Una auscultación de las aspiraciones catalanas –que van más allá del independentismo- delata que existe una consideración minimalista de la autonomía en tanto en cuanto –a diferencia de la vasca o la navarra- carece de músculo financiero o padece de insuficiencia crónica. Esta percepción de abandono, de estrechez, se ha ido incrementando con el mal entendido auge de Madrid  y un decaimiento de Barcelona, capital en la que ha prendido como nunca antes el secesionismo, más táctico y menos convencido que en otras ciudades y comarcas catalanas, pero efectivo. Existe en la capital de Catalunya un pesimismo ambiental –más ahora con una suspensión de MWC que requeriría de más explicaciones y, sobre todo, que lo fueran convincentes- que remite a una gran desazón por la limitación de recursos financieros públicos.
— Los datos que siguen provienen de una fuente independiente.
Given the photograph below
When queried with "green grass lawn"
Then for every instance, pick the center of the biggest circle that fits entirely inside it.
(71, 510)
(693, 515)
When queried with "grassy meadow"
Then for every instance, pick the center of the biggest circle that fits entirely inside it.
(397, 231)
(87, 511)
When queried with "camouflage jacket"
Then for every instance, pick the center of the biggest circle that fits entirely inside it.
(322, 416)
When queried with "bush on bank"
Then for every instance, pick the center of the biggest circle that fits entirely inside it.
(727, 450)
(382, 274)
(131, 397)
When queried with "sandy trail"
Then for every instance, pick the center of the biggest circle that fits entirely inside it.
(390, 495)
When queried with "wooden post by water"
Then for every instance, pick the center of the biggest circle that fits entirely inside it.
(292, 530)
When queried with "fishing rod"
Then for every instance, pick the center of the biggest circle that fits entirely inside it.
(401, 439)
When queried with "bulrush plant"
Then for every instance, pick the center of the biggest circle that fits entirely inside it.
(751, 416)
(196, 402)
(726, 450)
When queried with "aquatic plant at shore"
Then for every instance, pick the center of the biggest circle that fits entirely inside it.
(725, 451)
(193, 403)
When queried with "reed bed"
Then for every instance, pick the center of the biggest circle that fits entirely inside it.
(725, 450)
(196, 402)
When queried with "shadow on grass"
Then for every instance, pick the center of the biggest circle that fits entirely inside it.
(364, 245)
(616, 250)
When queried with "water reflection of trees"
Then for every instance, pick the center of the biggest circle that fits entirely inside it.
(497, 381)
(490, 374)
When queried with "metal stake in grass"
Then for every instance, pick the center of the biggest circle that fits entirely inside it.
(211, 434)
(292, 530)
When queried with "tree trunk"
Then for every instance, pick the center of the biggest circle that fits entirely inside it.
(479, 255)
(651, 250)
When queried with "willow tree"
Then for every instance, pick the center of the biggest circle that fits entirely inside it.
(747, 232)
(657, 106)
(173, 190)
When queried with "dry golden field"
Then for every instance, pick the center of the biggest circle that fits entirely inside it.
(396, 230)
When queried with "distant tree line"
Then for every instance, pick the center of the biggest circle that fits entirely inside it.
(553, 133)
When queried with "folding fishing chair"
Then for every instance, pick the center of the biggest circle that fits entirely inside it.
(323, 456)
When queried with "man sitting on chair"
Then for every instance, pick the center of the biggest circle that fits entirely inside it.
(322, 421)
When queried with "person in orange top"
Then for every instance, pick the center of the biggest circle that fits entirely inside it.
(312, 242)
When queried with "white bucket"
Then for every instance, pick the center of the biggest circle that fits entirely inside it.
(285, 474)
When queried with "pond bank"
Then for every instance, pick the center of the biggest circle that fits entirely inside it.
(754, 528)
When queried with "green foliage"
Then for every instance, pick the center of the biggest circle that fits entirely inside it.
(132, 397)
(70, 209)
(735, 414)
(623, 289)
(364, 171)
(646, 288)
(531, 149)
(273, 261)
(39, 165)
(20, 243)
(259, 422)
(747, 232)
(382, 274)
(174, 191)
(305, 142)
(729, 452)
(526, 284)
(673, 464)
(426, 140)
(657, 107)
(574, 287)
El Gobierno ha manifestado reiteradamente que en la mesa de diálogo se “hablará de todo”. En Madrid se escuchan con mayor frecuencia en las últimas semanas que la indagación sobre un pacto fiscal Generalitat-Estado podría ser la base de una acuerdo que no desmantelase ni la legalidad constitucional ni la estatutaria y que concitase –por la novedad de la oferta de financiación- un consenso que ahora no recaban otras soluciones intermedias o de compromiso. El caso vasco es observado escrutadoramente. Tras el azote de la banda terrorista ETA –que produjo un efecto llamada en la conciencia independentista del nacionalismo- tanto el barómetro del Gobierno vasco como otros sondeos sitúan la aspiración separatista de los ciudadanos de Euskadi muy por debajo del 20% pese al dominio electoral de dos fuerzas políticas (PNV y EH Bildu) en las que la independencia es un objetivo de máximos pero diferida temporalmente y sin fecha de planteamiento. Y una de las razones de este 'status quo' vasco es, precisamente, que el autogobierno se autentifica mediante la eficacia de una gestión bien financiada.

No se trata, como pueden pensar los inquisidores, de “comprar” la voluntad catalana secesionista, sino de articular fórmulas de intersección. Y el pacto fiscal es una de ella, nada fácil, con algunos problemas de implementación jurídica y muchos más económico-financieros, pero que hay que abordar conciliando varios principios y, entre ellos, el de solidaridad interterritorial. Ya se pensando en plantearlo en la mesa intergubernamental.